My trading feedback: https://www.thefretboard.co.uk/discussion/210335/yorkie
Check the zone valve(s) first if it's a conventional system ......they can stick but you can often push them over manually if you already have a cylinder of hot water.........check pipe to valve.......if no joy
as exocet says .......the central heating pump may have stuck while not in use (that where all the shit in the system sits and corrodes the impellors )
Boiler water pressure in a combi system or lack of will have cut the thermostatic cut-out off ages ago and you wouldn't have hot water so it's not that and it wont be an airlock either
pump or Zone valve failing that programmer failure but you can check with override
The timer connects to the valves and the valves connect to the boiler via a junction box.
The valve(s) normally have a silver metal cover where the wiring goes in. It's actually the valve that switches the boiler on - the timer drives the valve actuator - if it's working, it opens the valve and closes another set of switch contacts that causes boiler to fire. However, if the actuator (or solonoid) has failed (they do), the boiler won't fire up. As you have hot water, I'd say that you will have 2 valves (one for Hot Water and one for Radiators)....or...

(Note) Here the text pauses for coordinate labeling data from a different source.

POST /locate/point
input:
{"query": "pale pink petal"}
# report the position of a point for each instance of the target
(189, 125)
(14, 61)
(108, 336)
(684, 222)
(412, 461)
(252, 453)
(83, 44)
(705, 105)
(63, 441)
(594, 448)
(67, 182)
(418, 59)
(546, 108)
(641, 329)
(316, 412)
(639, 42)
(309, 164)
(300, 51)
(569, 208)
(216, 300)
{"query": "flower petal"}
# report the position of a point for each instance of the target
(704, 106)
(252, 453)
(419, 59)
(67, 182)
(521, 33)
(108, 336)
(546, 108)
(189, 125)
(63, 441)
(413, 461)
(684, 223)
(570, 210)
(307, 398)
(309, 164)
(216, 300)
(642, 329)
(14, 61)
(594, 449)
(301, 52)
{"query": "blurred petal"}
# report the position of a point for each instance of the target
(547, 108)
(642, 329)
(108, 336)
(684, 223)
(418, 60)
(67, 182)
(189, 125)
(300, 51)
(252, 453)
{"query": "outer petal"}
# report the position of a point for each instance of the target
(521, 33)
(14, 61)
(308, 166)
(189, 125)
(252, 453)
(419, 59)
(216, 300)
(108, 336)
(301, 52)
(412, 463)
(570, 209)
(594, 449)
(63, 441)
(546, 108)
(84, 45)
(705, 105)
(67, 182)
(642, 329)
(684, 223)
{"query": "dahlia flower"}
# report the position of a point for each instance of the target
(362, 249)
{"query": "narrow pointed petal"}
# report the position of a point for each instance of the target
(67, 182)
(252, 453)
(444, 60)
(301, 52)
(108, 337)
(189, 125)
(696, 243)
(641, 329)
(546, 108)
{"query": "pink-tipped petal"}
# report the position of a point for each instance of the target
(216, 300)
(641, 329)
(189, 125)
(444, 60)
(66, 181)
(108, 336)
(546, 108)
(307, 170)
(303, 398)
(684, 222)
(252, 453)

If its an older gravity fed system, there are no powered valves. The timer fires the boiler which heats water. Hot water rises causing circulation in the heating coil contained in hot water tank that is normally located in the room directly above the boiler. It's common for a bathroom radiator to be included in same circuit. For heating, the timer fires the boiler AND turns the pump on to feed the radiators.
With this sort of system, you can have Hot Water OR Heating and Hot Water. You can't have heating without Hot Water. Pump failures are very common because for 6 months of the year, the pump is sitting in sludgy water without turning because the heating is not used. Come winter, the pump has ceased up and radiators fail to warm up.
Not sure where I should be looking for the valves?
There are two fat pipes that come out of the bottom and then loop behind to disappear upstairs. This would suggest 2 valves I think?